Thanks Andrea - in such a small and thin space it's hard to be different. But with good customers and a knowledge of design I hope we've managed to make our electric narrowboats seem a more spacious inside.
Great weekender/holiday boat, but I'd never want a liveaboard where the beds have to be 'constructed' every single time before use and packed up every morning. I believe that's why so few liveaboard boats have sofa beds for the main beds even though many are incredibly comfortable. Boat life is full of surprises, and if you've had to deal with some problem late into the night, being able to simply go to bed after, rather than knowing you still have to set it all up, makes a huge difference to morale.

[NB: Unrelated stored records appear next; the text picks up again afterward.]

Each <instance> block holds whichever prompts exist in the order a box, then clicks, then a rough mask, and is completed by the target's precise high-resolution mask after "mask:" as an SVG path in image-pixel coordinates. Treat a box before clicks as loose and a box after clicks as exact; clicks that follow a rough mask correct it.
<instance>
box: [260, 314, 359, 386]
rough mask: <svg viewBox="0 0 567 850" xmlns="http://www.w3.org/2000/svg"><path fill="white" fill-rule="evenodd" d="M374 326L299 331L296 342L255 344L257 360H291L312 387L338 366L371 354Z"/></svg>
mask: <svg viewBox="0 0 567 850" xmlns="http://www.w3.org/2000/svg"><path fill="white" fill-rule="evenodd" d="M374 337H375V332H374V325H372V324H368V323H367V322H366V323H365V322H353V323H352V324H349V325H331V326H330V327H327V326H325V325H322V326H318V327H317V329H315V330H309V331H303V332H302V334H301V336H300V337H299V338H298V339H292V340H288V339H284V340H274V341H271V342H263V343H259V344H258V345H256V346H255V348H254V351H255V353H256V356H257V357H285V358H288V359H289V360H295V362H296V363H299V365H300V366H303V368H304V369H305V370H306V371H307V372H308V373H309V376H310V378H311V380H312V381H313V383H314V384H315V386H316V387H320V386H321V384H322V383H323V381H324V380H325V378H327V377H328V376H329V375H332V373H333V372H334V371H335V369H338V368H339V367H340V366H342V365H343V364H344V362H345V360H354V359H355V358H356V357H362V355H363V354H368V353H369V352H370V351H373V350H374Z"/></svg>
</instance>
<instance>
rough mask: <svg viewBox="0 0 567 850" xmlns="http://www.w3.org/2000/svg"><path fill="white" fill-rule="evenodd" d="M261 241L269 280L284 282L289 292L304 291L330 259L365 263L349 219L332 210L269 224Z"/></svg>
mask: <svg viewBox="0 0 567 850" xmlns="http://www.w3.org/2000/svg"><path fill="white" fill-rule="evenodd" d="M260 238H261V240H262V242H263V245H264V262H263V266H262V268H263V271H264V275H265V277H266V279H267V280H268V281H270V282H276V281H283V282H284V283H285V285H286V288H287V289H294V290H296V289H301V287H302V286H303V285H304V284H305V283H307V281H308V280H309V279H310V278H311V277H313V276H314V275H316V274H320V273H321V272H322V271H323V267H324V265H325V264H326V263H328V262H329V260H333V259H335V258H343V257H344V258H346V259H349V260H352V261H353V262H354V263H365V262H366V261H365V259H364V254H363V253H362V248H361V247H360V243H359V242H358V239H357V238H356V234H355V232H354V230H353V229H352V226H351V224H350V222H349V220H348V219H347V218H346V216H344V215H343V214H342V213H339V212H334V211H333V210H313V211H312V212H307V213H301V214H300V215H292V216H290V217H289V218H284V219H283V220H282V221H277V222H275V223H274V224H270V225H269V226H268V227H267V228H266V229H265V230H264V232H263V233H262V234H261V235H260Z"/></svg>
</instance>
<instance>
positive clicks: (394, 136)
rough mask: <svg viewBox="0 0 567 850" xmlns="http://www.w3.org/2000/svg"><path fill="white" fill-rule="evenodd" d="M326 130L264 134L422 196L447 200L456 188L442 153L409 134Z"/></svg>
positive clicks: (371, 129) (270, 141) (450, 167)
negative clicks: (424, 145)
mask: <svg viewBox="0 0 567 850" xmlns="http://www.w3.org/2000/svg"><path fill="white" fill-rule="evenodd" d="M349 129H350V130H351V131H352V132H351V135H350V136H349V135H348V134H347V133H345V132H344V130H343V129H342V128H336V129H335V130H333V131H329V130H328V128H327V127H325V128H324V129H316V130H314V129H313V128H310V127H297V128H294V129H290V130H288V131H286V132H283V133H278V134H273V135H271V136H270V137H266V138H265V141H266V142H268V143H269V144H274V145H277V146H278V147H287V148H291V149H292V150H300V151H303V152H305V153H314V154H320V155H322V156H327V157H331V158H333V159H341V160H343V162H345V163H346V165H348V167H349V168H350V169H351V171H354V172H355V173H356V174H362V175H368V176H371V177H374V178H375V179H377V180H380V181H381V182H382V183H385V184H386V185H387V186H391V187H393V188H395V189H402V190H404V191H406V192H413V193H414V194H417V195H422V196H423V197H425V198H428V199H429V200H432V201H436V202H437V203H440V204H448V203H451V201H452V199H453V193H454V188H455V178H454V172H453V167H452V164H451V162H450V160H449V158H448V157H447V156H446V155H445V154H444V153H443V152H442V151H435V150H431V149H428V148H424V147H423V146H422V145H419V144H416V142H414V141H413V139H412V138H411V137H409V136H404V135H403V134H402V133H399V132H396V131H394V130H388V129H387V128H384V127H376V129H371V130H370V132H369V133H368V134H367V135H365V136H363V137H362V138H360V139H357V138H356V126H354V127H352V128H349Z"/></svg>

Hi there - this is a holiday boat true. But I live on Shine during the week and every morning I put the beds up. It's easier to do that than make it. I'm an old merchant navy man and have a habbit of putting things away. Cheers and thanks for your comments, Tim
Hi@@mothership_marine and thanks for the reply. The fixed bed convenience versus the extra space or 'walk-ability' of put-away beds is always as much of a divisive issue in boating as it is in camper vans and motorhomes isn't it? It's one of the areas where I wish the boat design world were as creative as the designers of campers and caravans. I mean, I can imagine that a drop-down bed on an electric narrowboat would be as amazing and revolutionary as it has been for campervans, where the whole bed can raise up, fully made, to the ceiling, freeing up all the space below for other purposes. I've even wondered if sunken beds might be feasible, with a kind of gangplank/bridge or folding floor to give back easy walkthrough, etc. I even wonder about 'pop-up' tops, just like on campervans, might be something that should be examined for feasibility. Getting multi-purpose use from a space is just so important when space is so limited.